Minister of many things Chris Bishop is emerging as National’s next leader and Prime Minister in waiting. If we were looking at contenders to replace Christopher Luxon, my money would go on Bishop, who’s now standing out from the pack of contenders that includes Nicola Willis, Erica Stanford and Simeon Brown.
For me, it’s come down to Bishop and Stanford – in that order. The breakthrough was Bishop’s tub-thumping speech in Parliament earlier this month taking down the centre-left parties. It was a pure masterclass in political speechmaking, and just what National’s MPs needed to hear.
He labelled Te Pāti Māori MPs racists and clowns. He extended the same title to the Green Party and he sheeted all this home to Labour’s leader, Chris Hipkins, effectively saying, “Good luck, pal, this is your problem now, how on earth can you put together a credible government with such unreliable crackpots as partners?”
I thought it was a courageous and edgy speech, just the sort of thing Luxon won’t do or can’t pull off. Rather poignantly it was also done from the Prime Minister’s parliamentary chair.
And Bishop wouldn’t have believed his luck when this week Te Pāti Māori president John Tamihere publicly supported outspoken MP Tākuta Ferris for a social media post where he criticised “Indians, Asians, Black and Pakeha” for volunteering in the Tāmaki Makaurau by-election with Labour. Te Pāti Māori leaders had earlier deemed the comments unacceptable and racist, and they unreservedly apologised for them.
Suddenly, Te Pāti Māori looked like a 10 car-pile up – one Labour now has to deal with. Bishop can now only watch on with glee and a full fist of popcorn. Finally, his party is ramming home the fact that a vote for Labour is one for the Greens and Te Pāti Māori, too.
It’s the message National needed to get out months ago. With the economy failing to fire, it needed something to distract voters, and Bishop articulated it in his bombastic style. With no notes, it was pure theatre, and it needed to be.
It would have given National MPs a real boost, even if only temporarily, but it also gave them a glimpse into what the future could look like under a Bishop-led government. Here’s a man with the courage to say what his leader can’t or won’t or is unlikely to pull off.

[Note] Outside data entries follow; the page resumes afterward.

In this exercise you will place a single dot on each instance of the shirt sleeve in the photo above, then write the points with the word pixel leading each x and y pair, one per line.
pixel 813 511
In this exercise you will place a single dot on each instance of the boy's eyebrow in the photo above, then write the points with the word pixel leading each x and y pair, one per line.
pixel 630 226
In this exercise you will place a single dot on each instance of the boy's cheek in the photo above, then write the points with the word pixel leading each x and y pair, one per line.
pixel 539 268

Bishop is the one who just might give the centre-right bloc the edge it needs to form a second-term coalition. He’s the one who, alongside Education Minister Erica Stanford, is putting his hand up and saying, “Pick me.”
Both Bishop and Stanford have been standout ministers, emerging relatively unscathed
from National’s winter of discontent. Willis and Bishop may have been seen as a leadership ticket, but no longer. Willis is too closely aligned to Luxon – not to mention the current state of the economy – to put her name forward. For the sake of the party, she needs to accept this.
If National wants to lead the next government, Bishop and Stanford must be the ticket, with Willis seen as openly supporting that.
It’s becoming abundantly clear from the polls that Luxon is struggling, and if National doesn’t look to change its leadership, it may find itself a one-term government.
Pollster David Farrar told me this week that National was able to form a coalition government with New Zealand First and Act in every poll done last year. Labour never got a look in. But Labour has held its nerve and this year it’s an entirely different story, with National able only to form a government in half the polls done so far this year, and when they do, it’s by the narrowest of margins. Recent polls show National can’t form a government; it’s either a hung Parliament or a Labour, Greens and Te Pāti Māori coalition, again by the smallest of margins.
It shouldn’t be this close at this stage of the electoral cycle. I believe voters no longer accept this current malaise as wholly Labour’s fault and are starting to point the finger at the National-led coalition for failing to get us out of it.
At the very least, the polls indicate voters have lost patience with Luxon. They don’t believe he can make their lives better. So, does National hold its nerve or lose patience itself and decide to do something about it? Bishop speaks like an ordinary person, takes complicated issues and unpacks them so everyone gets it. National needs that right now.
But it’s hugely difficult, not to mention risky, unseating a sitting prime minister. It hasn’t been done in New Zealand’s modern political history – whereby the successor goes on to win the next election. On the contrary, they haven’t survived.
This is what Bishop and co will be debating among themselves and in their own heads. Do they lose in a year’s time by trying nothing, or do they try something now and give themselves a shot at winning?